There was so much smoke blinding her way; debris kept raining down, forcing her to dodge or push herself to the side of the corridor to get through; and heat, there was so much heat!

Right, left, left, straight. There!

She nearly tripped and grabbed a hold of the door jamb to steady herself, the sliding door stuck in a partially open position. She grunted and cried out in frustration as she forced it open.

"—get your ass out of here, Captain!"

Mallory came up to the end of a conversation as she finally entered the room. The ducks in question were at a control station, the large window in front of them completely obstructed by smoke. They were watching the monitors instead, which provided a 3D layout of their surroundings.

"Sir—"

"That's an order, Captain, now get the HELL out of here!"

"Yes, Sir!" the captain, as he was addressed, paused and saluted his commander in Puckworld Military fashion: heart to shoulder and head bow.

The commander—General McMallard—gave a curt head bow in return before seeing Mallory in his peripheral vision. His eyes flashed with hot anger as the captain turned and ran past Mallory, only giving her a brief, curious glance as he passed.

"Cadet, orders have been given to evacuate. I suggest you follow them!"

Mallory took a step forward, still favoring her arm. "Commander General—"

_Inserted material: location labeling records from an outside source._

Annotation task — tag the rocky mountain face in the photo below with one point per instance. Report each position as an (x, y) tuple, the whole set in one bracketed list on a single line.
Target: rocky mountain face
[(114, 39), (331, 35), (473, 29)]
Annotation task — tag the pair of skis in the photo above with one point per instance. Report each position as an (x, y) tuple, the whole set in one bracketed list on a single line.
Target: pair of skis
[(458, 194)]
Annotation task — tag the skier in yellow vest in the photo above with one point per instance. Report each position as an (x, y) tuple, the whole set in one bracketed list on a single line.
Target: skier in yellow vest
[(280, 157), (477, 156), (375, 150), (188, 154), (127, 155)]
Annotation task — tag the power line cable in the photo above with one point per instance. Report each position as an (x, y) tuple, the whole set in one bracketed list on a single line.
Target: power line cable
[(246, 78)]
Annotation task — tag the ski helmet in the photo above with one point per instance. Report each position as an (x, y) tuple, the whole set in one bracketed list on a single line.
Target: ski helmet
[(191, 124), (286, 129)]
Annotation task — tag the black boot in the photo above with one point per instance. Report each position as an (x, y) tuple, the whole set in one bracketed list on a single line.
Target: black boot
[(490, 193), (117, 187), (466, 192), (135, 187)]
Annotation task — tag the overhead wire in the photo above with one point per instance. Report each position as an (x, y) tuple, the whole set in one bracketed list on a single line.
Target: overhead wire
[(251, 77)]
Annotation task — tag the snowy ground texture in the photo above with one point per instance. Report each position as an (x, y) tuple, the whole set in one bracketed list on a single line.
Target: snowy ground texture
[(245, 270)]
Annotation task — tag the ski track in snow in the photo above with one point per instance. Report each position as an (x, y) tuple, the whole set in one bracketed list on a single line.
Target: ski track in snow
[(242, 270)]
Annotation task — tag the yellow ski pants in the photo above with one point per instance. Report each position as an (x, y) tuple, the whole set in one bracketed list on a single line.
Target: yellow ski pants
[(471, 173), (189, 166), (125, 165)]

"NOW!" General McMallard grabbed a hold of the station desk as more explosions erupted and shook the entire airship. He turned his attention back to the monitors and began pressing buttons.

Mallory had crumpled against a wall and struggled to pull herself back up during the quake. "You need to evacuate, too!"

McMallard shook his head and looked at her. "We've lost all but one engine. Autopilot can't correct this trajectory—it needs to be guided. I'll head into a pod right after. NOW GO, McMALLARD!"

"Comman—"

"GO!"

"DAD!"

He paused in his actions again, watching his daughter—his only daughter out of a brood of five. He shook his head at her. "Don't let them win, Mallory."

Win. She'd tried her whole life to win, and she never quite got the hang of it. Her two oldest brothers were ten and eight years older than her, respectively. She never really got to know them growing up, and now they were captains while she tried to prove herself as a third-year cadet in the Special Forces; a female one, at that.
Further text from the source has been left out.